Seiffen/Wallgau. Als Kind träumte Hans Knorr davon, einmal als Biathlet bei den Olympischen Spielen an den Start zu gehen. Also schloss sich der Seiffener dem SSV Blau-Weiß Neuhausen an und arbeitete fleißig an seiner Wintersportkarriere.

Körperliche Probleme bereiteten ihm Schwierigkeiten

Talent war durchaus vorhanden, schließlich konnte er sich bald für die Wintersportschule in Altenberg empfehlen. Allerdings bereiteten ihm Verletzungen immer wieder Sorgen. "In einem Jahr war mein Wachstumsschub so extrem, dass ich es am ganzen Körper merkte", berichtet der Erzgebirger. Rückenschmerzen, Kniebeschwerden und Probleme mit der Achillessehne warfen ihn so weit zurück, dass fast niemand mehr an ihn glaubte.

Neuanfang für den 20-Jährigen

Doch in Bayern ist Hans Knorr nun ein Neuanfang gelungen. Diejenigen, die immer an eine sportliche Zukunft glaubten, waren der Sportler selbst und seine Eltern. "Nur dank ihrer Unterstützung konnte ich in die Trainingsgruppe nach Mittenwald wechseln", berichtet der inzwischen 20-jährige Biathlet.
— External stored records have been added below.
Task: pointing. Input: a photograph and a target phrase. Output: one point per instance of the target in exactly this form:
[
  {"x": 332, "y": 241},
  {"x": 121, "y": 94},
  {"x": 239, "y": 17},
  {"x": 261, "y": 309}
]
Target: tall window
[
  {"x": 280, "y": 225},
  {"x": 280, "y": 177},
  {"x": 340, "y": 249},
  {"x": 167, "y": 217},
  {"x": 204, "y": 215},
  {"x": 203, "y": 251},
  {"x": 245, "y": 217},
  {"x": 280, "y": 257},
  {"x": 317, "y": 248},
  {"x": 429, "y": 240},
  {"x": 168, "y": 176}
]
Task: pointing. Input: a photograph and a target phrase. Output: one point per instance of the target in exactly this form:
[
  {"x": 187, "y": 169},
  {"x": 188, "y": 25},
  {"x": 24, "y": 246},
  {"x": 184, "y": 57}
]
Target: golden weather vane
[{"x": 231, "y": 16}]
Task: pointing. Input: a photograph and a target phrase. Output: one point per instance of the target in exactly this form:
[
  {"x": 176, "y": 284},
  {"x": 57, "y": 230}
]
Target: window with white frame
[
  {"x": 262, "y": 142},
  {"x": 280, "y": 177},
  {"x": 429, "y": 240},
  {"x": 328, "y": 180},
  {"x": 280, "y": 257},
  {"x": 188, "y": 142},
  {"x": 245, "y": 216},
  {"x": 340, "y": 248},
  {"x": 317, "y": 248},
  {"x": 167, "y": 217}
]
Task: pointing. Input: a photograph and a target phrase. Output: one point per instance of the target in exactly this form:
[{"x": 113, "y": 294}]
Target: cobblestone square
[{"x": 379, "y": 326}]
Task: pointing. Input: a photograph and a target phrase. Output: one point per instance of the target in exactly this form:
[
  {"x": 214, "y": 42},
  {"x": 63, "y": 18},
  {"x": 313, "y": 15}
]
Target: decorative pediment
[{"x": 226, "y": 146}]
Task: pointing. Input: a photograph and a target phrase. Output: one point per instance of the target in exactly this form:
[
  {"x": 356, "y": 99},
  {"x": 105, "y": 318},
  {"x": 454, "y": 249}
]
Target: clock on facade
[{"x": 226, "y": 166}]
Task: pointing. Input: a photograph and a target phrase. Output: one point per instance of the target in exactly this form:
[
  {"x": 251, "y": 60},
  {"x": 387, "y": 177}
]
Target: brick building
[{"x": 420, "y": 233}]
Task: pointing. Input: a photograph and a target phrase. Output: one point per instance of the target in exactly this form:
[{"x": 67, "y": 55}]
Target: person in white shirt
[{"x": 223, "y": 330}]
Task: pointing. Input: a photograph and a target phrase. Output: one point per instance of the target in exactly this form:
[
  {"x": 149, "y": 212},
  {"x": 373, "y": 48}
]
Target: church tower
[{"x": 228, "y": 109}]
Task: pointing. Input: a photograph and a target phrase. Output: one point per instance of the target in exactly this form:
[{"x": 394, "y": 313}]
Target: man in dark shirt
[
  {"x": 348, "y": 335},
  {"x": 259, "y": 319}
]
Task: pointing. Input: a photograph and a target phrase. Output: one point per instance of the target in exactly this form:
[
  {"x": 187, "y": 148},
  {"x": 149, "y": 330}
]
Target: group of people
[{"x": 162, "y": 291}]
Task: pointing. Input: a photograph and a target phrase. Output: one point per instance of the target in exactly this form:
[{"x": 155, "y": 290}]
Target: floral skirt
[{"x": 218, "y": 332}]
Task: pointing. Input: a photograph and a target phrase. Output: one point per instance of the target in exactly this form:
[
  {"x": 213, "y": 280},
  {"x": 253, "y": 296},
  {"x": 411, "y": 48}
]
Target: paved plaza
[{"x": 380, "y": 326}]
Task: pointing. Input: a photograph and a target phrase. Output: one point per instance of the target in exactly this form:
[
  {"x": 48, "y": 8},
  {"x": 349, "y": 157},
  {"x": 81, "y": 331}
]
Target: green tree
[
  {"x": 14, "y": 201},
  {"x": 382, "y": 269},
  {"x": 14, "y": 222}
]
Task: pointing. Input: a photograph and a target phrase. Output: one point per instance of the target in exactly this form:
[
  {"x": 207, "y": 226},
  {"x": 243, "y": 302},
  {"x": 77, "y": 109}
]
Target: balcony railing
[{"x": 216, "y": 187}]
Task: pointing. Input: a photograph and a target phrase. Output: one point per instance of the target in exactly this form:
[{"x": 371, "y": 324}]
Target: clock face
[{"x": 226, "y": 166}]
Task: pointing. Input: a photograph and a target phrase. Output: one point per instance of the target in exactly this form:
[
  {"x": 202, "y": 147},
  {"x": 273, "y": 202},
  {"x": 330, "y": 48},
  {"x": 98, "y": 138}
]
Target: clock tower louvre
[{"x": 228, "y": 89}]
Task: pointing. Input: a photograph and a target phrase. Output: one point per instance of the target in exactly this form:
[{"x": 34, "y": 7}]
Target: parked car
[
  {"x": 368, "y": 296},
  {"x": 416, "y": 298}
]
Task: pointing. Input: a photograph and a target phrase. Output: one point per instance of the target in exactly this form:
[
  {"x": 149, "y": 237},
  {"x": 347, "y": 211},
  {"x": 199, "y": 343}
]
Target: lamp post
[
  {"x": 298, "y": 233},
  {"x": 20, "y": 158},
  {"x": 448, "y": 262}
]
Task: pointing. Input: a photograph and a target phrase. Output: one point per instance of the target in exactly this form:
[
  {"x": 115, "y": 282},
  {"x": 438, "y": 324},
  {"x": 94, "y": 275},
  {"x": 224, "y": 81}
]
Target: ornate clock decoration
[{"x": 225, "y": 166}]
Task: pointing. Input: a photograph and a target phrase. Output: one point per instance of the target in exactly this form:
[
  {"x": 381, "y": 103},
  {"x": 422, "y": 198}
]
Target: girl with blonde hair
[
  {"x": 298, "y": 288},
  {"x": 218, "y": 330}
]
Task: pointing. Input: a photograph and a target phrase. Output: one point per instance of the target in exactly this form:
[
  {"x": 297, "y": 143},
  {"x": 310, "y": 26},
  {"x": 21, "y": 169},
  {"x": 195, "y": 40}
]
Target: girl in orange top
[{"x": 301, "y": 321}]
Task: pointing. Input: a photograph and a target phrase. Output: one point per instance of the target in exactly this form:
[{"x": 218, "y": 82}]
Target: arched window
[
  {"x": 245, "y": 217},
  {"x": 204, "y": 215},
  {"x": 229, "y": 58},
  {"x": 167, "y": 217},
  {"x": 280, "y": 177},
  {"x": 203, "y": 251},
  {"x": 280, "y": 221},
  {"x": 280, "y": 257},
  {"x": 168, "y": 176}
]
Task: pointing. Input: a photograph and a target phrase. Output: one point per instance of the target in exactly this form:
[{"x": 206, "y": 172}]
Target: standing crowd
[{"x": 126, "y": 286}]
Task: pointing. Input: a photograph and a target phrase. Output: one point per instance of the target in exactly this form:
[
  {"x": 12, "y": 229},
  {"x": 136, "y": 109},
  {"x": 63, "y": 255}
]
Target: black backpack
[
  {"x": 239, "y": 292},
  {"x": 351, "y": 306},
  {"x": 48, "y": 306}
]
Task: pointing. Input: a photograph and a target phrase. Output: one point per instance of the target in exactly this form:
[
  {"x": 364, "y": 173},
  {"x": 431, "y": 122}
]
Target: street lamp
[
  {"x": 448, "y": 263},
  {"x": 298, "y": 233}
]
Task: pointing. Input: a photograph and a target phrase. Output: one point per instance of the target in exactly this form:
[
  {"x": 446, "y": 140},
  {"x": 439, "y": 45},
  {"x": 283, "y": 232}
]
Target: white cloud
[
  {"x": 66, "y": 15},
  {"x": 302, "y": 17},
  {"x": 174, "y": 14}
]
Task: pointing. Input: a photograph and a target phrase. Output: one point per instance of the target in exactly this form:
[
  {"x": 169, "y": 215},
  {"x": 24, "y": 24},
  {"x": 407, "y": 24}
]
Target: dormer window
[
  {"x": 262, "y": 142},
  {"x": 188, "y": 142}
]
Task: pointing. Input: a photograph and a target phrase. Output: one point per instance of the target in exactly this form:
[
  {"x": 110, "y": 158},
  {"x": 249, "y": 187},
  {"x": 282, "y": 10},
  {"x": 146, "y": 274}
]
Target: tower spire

Sportförderung bei der Bundeswehr

Er wohnt inzwischen in Wallgau und muss sich jeden Morgen in der Kaserne von Mittenwald melden, denn dort ist er als Gebirgsjäger bei der Bundeswehr angestellt. Allerdings kann er sich aufgrund der Sportförderung bei der Bundeswehr den Rest des Tages größtenteils auf den Sport konzentrieren. Das macht Spaß und bringt Erfolg, wie Knorr gerade bei der Deutschen Junioren-Meisterschaft bewies.

Zweimal gewann er Silber - und außerdem den Deutschland-Pokal. Offenbar tragen die Tipps von Erfolgstrainer Bernhard Kröll, der schon Magdalena Neuer betreute, Früchte. In seiner Gruppe ist nun Laura Dahlmeier eine von Knorrs Trainingskolleginnen. Und wie sie will es auch der Seiffener zu den Olympischen Spielen schaffen.